Retirement – a different paradigm

There are any number of articles flying around the Web that talk about the coming crises that Baby Boomer retirement is going to bring. And crises there will be if we continue to look at retirees as redundant. (Thanks Otto von Bismarck for putting a “sell-by” date (65) on human usefulness – that was in 1880 and we cling to the same mentality in 2016.)

Then, life expectancy was to 62, so very few people got there, and a country’s need for a pension provision was negligible. Now our life expectancy is 76 and rising. Most people are going to outlive their pension – so today’s 40 year olds are being handed a big problem.

We have a strange idea about retirees – that we are old, and old people don’t know anything. But we have a “long view” – over the 40 years of our working life we’ve seen good times and bad times, we’ve seen what works and what doesn’t, we’ve seen and made good decisions and poor decisions.

How would it be if we saw retirees for what we really are – a whole lot of experience and knowledge wrapped up in a progressively looser skin? How would it be if we understood that retirement is not only an ending – it is also a beginning?

Amongst us there are craftsmen, teachers, lawyers, CEOs, company directors, farmers, politicians, priests, doctors – highly qualified, highly experienced. How would it be if we were to apply our minds to the major crises facing mankind – global warming, environmental degradation, poverty, violence against women, human trafficking ….? If not us, who? Who else has the time, experience and connections to get things done? We “just” need to see retirement differently and we need to see ourselves differently. We have at least 10 good years when we can really make a difference in the world.

And it’s not only at the top end where we can make that difference. Our teachers are groaning under the responsibility for providing quality education amidst a staggering burden of administration. How would it be if we took on that administrative role? That would free up the teachers to teach. And the contact with the kids would keep us on our toes.

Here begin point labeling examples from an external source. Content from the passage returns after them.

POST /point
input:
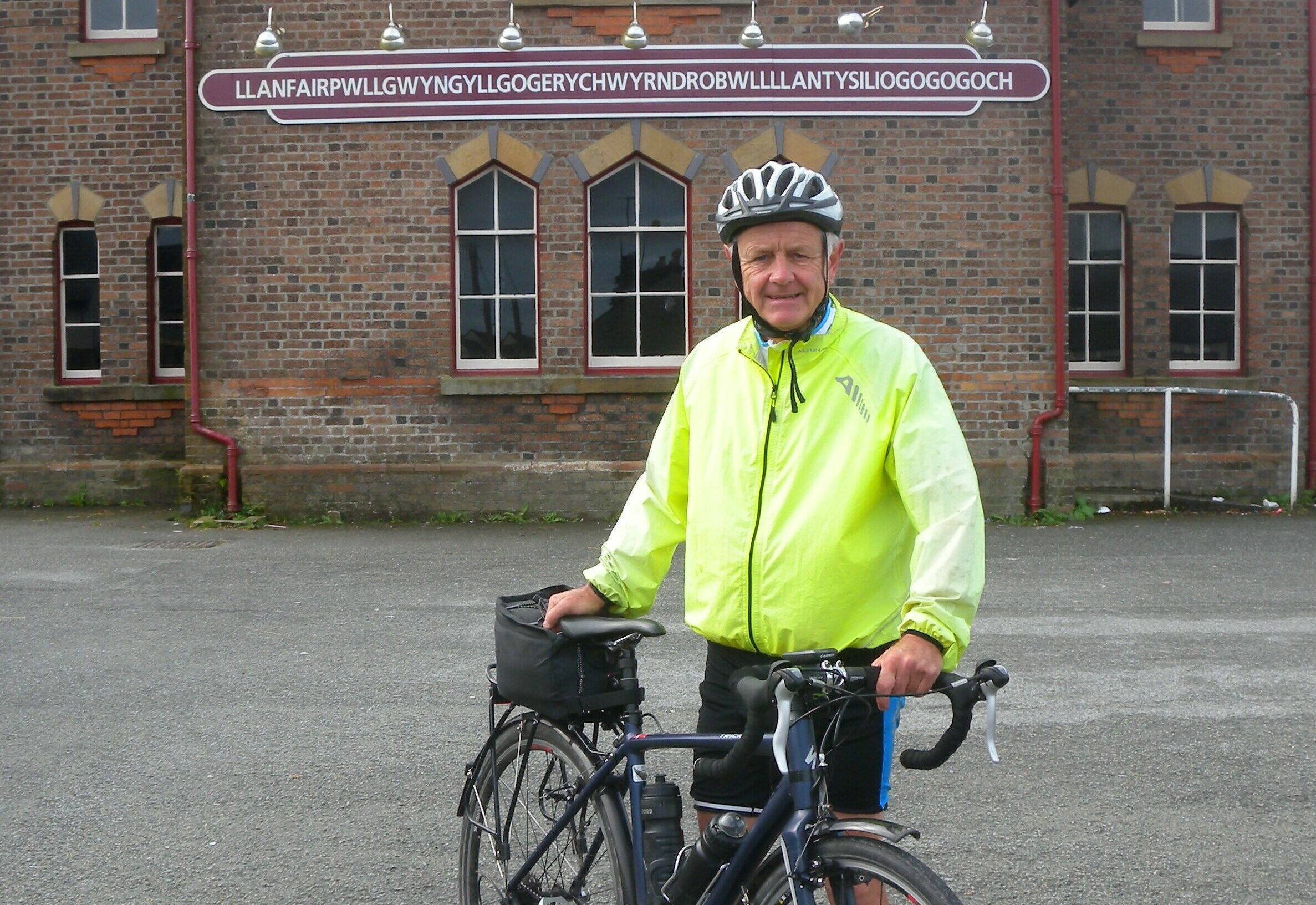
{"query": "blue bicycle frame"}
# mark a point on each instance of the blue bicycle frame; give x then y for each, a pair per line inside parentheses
(789, 815)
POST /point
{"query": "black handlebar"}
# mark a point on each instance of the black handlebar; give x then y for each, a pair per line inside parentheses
(963, 693)
(757, 688)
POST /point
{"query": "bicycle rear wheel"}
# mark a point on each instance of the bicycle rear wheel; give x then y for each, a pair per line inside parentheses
(853, 867)
(536, 769)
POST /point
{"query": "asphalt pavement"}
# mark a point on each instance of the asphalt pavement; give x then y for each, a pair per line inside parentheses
(277, 716)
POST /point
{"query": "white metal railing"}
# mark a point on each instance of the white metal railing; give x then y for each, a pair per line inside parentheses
(1169, 394)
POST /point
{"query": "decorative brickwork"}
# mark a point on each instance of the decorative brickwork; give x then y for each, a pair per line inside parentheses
(124, 419)
(1182, 61)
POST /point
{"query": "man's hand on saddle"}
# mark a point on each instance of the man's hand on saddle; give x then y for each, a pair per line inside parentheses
(909, 667)
(583, 601)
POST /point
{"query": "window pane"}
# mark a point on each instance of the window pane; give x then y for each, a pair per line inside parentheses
(1078, 338)
(1218, 340)
(1186, 236)
(1223, 236)
(613, 202)
(662, 265)
(1107, 236)
(82, 348)
(518, 326)
(476, 265)
(1219, 292)
(169, 298)
(106, 15)
(1157, 11)
(515, 205)
(516, 261)
(614, 324)
(1185, 288)
(169, 250)
(1103, 342)
(171, 345)
(1185, 340)
(79, 251)
(1078, 286)
(1103, 288)
(477, 317)
(613, 262)
(1078, 236)
(141, 13)
(662, 326)
(476, 205)
(662, 202)
(82, 301)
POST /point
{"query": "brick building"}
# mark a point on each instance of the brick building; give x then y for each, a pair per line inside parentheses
(412, 317)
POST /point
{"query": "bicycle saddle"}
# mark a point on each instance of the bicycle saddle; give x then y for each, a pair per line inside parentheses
(608, 629)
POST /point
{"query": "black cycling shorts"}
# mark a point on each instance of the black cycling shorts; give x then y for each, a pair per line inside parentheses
(856, 767)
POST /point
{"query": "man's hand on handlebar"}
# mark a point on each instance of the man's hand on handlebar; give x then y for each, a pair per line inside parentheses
(909, 667)
(583, 601)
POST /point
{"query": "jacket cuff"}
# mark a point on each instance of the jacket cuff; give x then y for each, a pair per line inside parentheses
(937, 634)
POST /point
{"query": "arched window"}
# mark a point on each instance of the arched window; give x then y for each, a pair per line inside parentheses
(165, 313)
(639, 273)
(497, 273)
(76, 303)
(1205, 290)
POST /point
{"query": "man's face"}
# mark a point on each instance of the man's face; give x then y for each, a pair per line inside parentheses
(782, 268)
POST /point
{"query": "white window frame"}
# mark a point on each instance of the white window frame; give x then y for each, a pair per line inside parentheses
(497, 296)
(637, 231)
(1086, 261)
(1178, 24)
(1202, 364)
(160, 372)
(65, 373)
(110, 34)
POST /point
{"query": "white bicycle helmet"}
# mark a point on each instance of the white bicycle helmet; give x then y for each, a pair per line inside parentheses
(777, 193)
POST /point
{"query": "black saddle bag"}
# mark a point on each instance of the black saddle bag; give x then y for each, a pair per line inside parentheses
(544, 671)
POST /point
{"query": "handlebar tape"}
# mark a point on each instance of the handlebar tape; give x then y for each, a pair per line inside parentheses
(962, 695)
(754, 685)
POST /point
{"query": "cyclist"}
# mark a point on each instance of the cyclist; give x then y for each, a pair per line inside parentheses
(814, 467)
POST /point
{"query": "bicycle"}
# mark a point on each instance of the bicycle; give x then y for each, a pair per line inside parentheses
(548, 818)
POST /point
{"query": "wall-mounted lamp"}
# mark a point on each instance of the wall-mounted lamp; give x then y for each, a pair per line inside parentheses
(853, 24)
(270, 41)
(980, 33)
(635, 37)
(392, 37)
(509, 39)
(752, 36)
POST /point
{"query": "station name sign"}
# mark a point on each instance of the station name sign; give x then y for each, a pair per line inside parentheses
(619, 83)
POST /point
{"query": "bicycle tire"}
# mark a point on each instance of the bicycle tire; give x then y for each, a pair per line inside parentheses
(554, 763)
(849, 862)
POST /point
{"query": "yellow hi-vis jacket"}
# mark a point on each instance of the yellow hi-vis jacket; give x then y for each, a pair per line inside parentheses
(841, 525)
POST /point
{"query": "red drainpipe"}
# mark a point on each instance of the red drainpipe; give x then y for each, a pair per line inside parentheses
(1058, 269)
(194, 345)
(1311, 258)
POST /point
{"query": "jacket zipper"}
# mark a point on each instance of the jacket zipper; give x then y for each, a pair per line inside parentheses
(758, 510)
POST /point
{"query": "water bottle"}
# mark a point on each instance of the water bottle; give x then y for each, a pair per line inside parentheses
(699, 863)
(660, 816)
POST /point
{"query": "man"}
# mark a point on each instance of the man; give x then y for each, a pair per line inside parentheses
(814, 467)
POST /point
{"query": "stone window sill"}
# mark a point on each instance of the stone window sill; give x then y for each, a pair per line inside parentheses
(142, 48)
(118, 393)
(532, 387)
(1077, 384)
(1197, 40)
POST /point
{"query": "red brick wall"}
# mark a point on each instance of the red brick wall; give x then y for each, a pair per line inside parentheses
(112, 124)
(1149, 116)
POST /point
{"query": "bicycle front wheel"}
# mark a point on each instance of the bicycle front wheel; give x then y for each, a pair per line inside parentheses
(853, 870)
(536, 769)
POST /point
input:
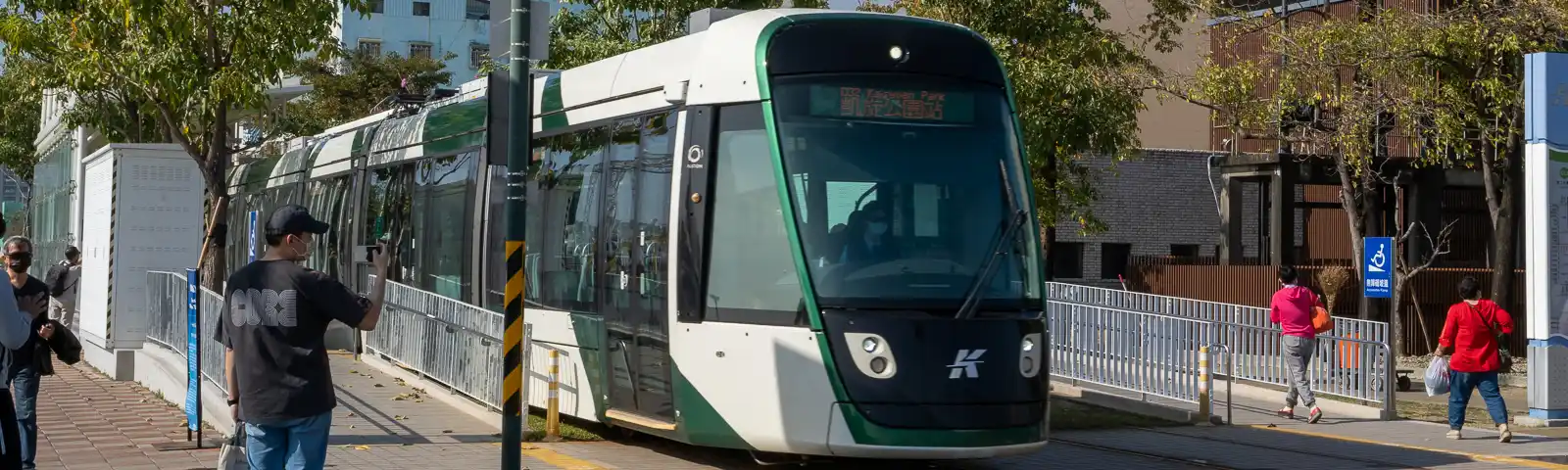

This coming crisis of aging Boomers? Why are we waiting for someone else to come up with some answers? We need Carers, Social Workers, Nurses, Drivers, Shoppers and Home Cooked meals. We can do all of that. And the bonus is that other people need that stuff as well – single parents, latch-key kids, the ill, the Night Shelters.

And where are our voices raised in protest at injustice, inefficiency, corruption?

None of these interventions is an exercise in “keeping the oldies busy”. Without our intervention, we and our planet are in trouble. We are already in trouble – and we are allowing the brains and skills of yesterday’s generation to go to waste.